RussellHltn wrote:Maybe it would be worth asking Yahoo if what you wish to do is OK. The worst that could happen is your email goes in the bit bucket.


Actually, an explicit "No" might be even worse. I thought it better just to cease the activity that I formerly had performed out of non-malicious ignorance.

Besides, I have learned, big companies typically do not engage such questions about interpreting their terms. They want the language of their legal documents to stand for itself, which is surely what their lawyers would advise. Especially if I am not a paying customer, they have too much to lose and little to gain by appearing to modify their carefully crafted terms in such over-the-transom correspondence with a stranger. Even vendors offering services for sale have not responded to such inquiries, I presume because my potential revenue is trivial to them but a conciliatory email that gets into the wrong hands theoretically could cost them a lot down the road.

In my parochial case I have moved beyond trying to use such a proprietary geocoder, because I found public-domain data for my city that is qualitatively equal or superior to any company's geocoding, free or otherwise. It is absolutely superior to Yahoo's because while that geocoder is based on interpolated address ranges, I have discrete coordinates for each parcel of land from the city/county database.

(That interpolation error is a whole different category of error than address-parsing errors, BTW. If the intended use of the geocoding is for emergency preparedness, one might reasonably decide not to use interpolated coordinates because they are too fuzzy for such high-stakes purposes. That is why Yahoo and its competitors typically disclaim that their geocoding is not suitable for uses such as public-safety dispatch.)

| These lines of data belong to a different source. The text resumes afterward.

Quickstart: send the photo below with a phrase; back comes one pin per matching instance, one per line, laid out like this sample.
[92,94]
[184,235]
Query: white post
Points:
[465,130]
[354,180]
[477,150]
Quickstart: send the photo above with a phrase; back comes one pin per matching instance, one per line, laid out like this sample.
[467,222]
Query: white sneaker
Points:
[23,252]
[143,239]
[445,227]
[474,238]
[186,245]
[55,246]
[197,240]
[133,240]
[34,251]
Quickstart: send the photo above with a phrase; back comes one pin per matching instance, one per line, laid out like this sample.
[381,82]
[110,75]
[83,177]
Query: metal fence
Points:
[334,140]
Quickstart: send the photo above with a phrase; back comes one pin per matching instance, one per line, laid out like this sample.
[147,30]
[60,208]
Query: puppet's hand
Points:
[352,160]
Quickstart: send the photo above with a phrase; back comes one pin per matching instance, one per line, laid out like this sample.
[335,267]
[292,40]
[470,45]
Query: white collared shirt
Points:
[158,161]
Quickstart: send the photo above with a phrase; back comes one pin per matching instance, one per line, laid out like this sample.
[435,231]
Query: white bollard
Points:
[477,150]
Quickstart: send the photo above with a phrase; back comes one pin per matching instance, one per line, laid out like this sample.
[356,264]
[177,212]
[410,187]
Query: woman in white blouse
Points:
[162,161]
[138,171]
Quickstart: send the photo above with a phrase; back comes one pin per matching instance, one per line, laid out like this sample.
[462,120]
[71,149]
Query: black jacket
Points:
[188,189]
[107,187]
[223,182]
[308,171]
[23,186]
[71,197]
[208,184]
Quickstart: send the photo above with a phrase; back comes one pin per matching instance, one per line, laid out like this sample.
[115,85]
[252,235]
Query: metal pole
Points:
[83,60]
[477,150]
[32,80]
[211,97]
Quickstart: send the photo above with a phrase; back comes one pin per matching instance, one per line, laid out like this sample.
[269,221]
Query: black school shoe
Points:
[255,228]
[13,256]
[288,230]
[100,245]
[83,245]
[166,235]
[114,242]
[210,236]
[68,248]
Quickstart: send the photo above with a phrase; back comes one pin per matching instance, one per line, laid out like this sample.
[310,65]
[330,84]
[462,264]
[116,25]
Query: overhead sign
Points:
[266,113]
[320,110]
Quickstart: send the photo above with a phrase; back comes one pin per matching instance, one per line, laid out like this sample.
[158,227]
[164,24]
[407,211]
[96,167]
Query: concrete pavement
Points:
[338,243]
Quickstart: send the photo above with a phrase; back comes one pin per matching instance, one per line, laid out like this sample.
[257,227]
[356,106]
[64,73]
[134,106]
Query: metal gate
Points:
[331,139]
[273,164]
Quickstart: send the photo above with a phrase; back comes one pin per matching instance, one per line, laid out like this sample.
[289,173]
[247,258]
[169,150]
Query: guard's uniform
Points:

I did have to develop some fuzzy-match SQL queries to resolve my address matches against the city database in basically the same way a geocoding engine's parser would: certain matches, probable matches to be examined manually, and no-hit mismatches. A professional geocoding engine typically would categorize and code more gradations than that, but I as an implementer/user would need to translate their larger set of categories into those three simple buckets by setting the threshholds for my application. (Someone else's application might have different requirements and thus different rules.)